If this was really true, I could see how important that would be. Having better ways to govern ourselves, and putting 35% of GDP to better use than it currently is being used, would have tremendous impact. But, the Government and the majority will never in a million years allow this to happen and thus none of this "consensus" will ever matter (because it occurs outside the scope of our operating government). The real key to achieving what your alluding too is a massive political innovation which I don't see how bitcoin can bring about.


Vaccines are one of the major reasons we have so many people now (along with germ theory, hand washing, modern medication, etc). The billions of people who lived through childhood, who otherwise might have died, to buy our hardware and use our apps would probably beg to differ. :)


Fair enough. I guess my thinking was that that's not really an arbitrage opportunity in the same way that buying tea in China and selling it in the UK is.


This kind of starry eyed delusional exaggeration is why btc/eth/ico, etc. are seen with suspicion in places like HN. Blockchains is an area of active research, they are nowhere near the most important thing in any amount of time, for now they are just promising, time will tell how far they get. But even the marriage of this promise to current early implementations like bitcoin/eth is pure lunacy. People are getting mad on get-rich-quick schemes and price speculation, not on the promise of the technology. At this point we should be starting over every 3 months and dropping and experimenting all over the place, not tying billions of dollars on early adopter versions and spending years in internal wars when the inevitable need for improvement and evolution happens.


For the record I have no position on whether or not the current blockchains will be the winners of the space. When I talk about the transformative potential of blockchain I'm talking about the idea of realtime triple-entry combined with authenticated data and smart contracts, not about BTC or ETH or whatever.

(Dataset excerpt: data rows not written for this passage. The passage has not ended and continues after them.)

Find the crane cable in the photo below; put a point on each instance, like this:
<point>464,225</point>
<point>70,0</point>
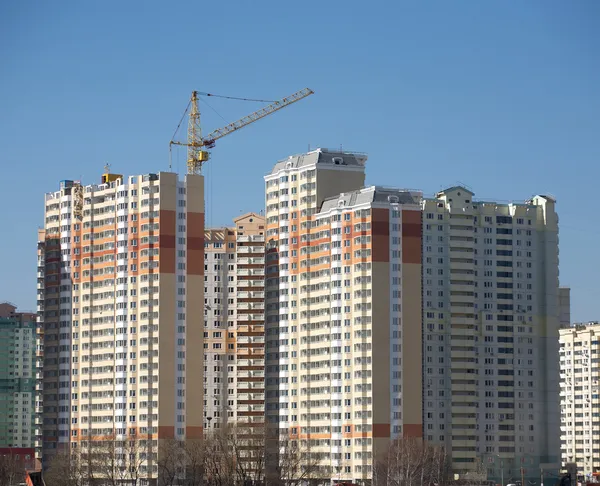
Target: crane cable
<point>181,121</point>
<point>235,98</point>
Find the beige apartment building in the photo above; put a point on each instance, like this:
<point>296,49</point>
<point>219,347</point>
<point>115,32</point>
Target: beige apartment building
<point>234,337</point>
<point>491,313</point>
<point>580,398</point>
<point>343,312</point>
<point>121,290</point>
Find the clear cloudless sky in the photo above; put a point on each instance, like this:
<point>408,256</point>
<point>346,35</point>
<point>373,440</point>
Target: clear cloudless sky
<point>503,96</point>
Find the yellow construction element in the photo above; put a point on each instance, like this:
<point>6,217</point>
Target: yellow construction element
<point>77,200</point>
<point>106,178</point>
<point>198,146</point>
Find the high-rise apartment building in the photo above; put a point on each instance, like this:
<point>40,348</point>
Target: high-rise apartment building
<point>234,337</point>
<point>343,312</point>
<point>580,398</point>
<point>491,313</point>
<point>20,372</point>
<point>122,286</point>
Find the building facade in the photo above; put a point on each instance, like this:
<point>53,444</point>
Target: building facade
<point>580,398</point>
<point>20,369</point>
<point>343,310</point>
<point>122,284</point>
<point>491,314</point>
<point>234,329</point>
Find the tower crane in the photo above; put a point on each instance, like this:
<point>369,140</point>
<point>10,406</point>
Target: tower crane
<point>198,146</point>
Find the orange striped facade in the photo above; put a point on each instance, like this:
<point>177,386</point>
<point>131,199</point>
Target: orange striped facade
<point>123,319</point>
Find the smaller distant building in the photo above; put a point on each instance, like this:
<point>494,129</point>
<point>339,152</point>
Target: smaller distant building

Clearly this stuff needs another 5 - 10 years until it's ready for mass adoption, and requires lots of new mathematics and technologies that haven't even been invented yet.


Well then you should be as shocked at the transformation of an exciting research field from a technical pursuit to a den of scammers, con artists and desperately ignorant speculators. That's why you see the attitude you see in HN.

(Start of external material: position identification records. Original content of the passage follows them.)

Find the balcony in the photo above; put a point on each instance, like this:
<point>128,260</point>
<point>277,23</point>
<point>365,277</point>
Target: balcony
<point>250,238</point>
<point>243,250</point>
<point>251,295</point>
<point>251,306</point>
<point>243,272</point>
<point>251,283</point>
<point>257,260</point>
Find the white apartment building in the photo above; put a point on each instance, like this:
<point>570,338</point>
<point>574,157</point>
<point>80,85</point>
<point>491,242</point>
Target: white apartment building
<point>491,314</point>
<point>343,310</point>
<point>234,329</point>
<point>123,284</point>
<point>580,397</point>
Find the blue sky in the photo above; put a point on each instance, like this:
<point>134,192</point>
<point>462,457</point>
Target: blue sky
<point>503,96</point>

Totally agree that people on HN have become the incumbents who are scared of change and radically new technologies.


>Blockchain is perhaps the most economically important invention of the last 500 years. Right now the whole space is worth less than $100B, and it's going to be worth tens or hundreds of trillions of dollars.

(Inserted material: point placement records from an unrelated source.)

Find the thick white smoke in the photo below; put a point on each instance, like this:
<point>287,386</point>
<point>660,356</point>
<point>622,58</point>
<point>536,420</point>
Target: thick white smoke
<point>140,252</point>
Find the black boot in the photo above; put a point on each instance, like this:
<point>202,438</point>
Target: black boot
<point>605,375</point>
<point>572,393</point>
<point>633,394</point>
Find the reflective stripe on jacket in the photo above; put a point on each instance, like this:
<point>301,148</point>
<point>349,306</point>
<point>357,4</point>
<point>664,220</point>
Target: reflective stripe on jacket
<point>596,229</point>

That could eventually turn out to be true. But that's not inconsistent with all these new coins that pop-up from nowhere being problematic.


It might be #3 behind the transistor and the internal combustion engine.


What's valuable isn't the transistor and the internal combustion engine themselves per say, but rather the new networks they enable: rail, roads, informations, etc.

Blockchain is also a new network, and the math for analyzing its value is the same as the math for analyzing the value of any other network. In this case I would say that it's going to be the most valuable new network since the rise of global shipping during the age of sail.


Actually the blockchain might be #4, behind the discovery of the concept of atoms and molecules and the resultant birth of modern chemistry in the 1600's.


Those had immediate applications which made new capabilities possible. Blockchains are neat tech but nowhere near that level of impact yet.


Blockchain is just another square on the enterprise bingo game. You know something has jumped the shark when IBM global services starts pushing it.


I wouldn't trust IBM that much, I mean, they just want to be able to say they are working on cutting edge tech to impress some executives.